'Investimento em educação é insuficiente para reduzir desigualdade'
Por meio de simulações, Marcelo Medeiros, da UnB, mostra que há outras medidas importantes, como combate a discriminações
Investir em educação não é panaceia para alguns dos mais graves problemas brasileiros, como a desigualdade e a pobreza. Segundo o professor Marcelo Medeiros, da Universidade de Brasília (UnB), ao contrário do que reza o senso comum, educar a população é insuficiente, sobretudo em prazo inferior a várias décadas, e uma das razões é que uma geração bem educada leva muito tempo para ocupar o mercado de trabalho. Medeiros mostrou, por meio de gráficos, alguns resultados de estudo realizado com os professores Rogério Barbosa, da USP, e Flávio Carvalhaes, da UFRJ.

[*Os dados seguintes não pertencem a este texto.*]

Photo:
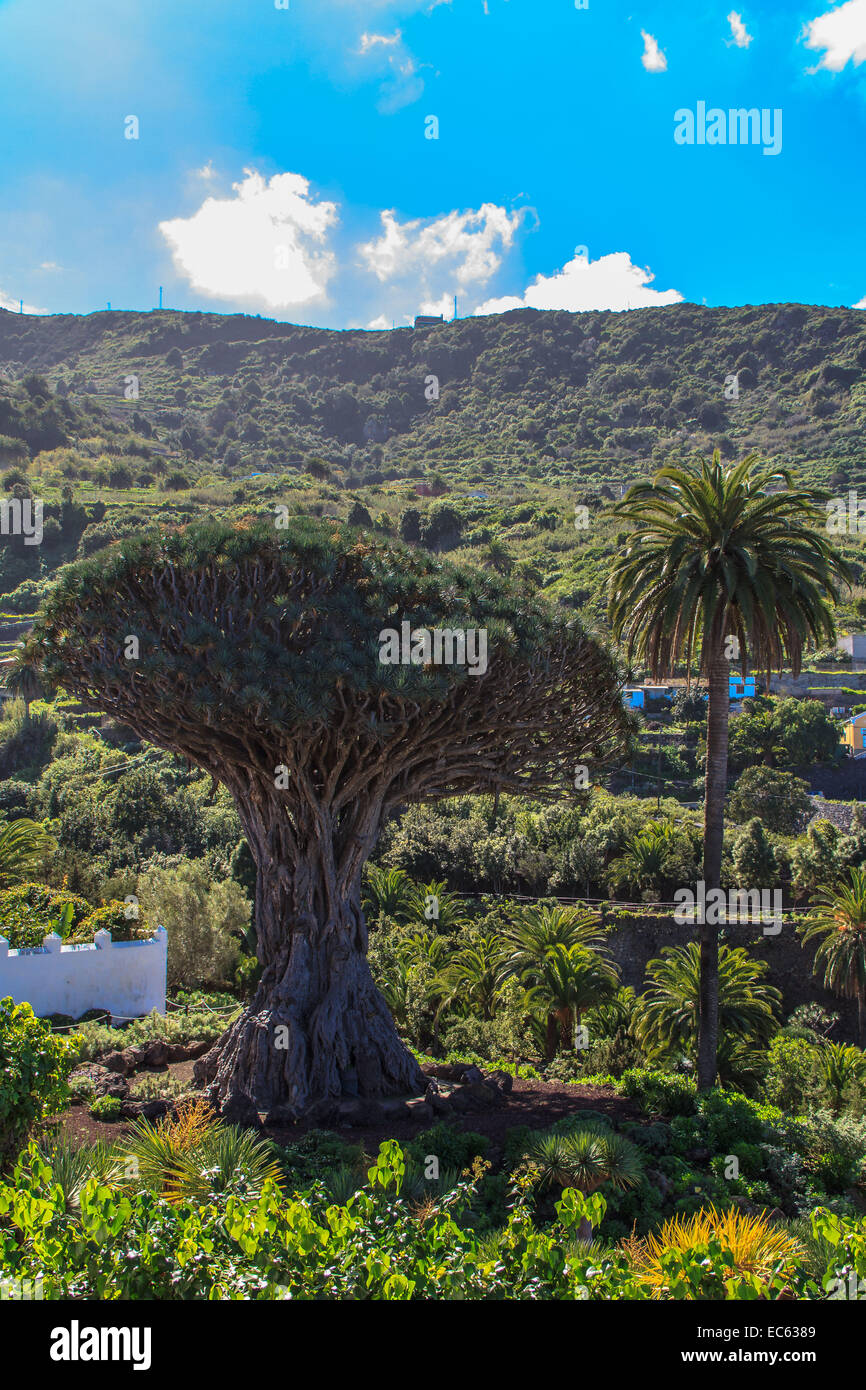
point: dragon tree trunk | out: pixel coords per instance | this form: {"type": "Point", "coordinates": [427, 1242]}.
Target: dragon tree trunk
{"type": "Point", "coordinates": [317, 1029]}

A exposição abriu, na manhã de hoje (quinta, 18), o Seminário Anual do Instituto de Estudos Avançados Transdisciplinares (Ieat), que integra a programação da Semana do Conhecimento, inspirada no objetivo de reduzir desigualdades.
A reitora Sandra Goulart Almeida destacou o apreço da UFMG pelas práticas transdisciplinares e seu compromisso com a sociedade e o país. “Promovemos a convergência, mesmo em tempos de tanta divergência. A Universidade nunca se furtou e nunca se furtará a abrigar a reflexão crítica e cumprir seu papel em defesa dos valores democráticos, da liberdade de expressão e cátedra e do estado de direito”, afirmou.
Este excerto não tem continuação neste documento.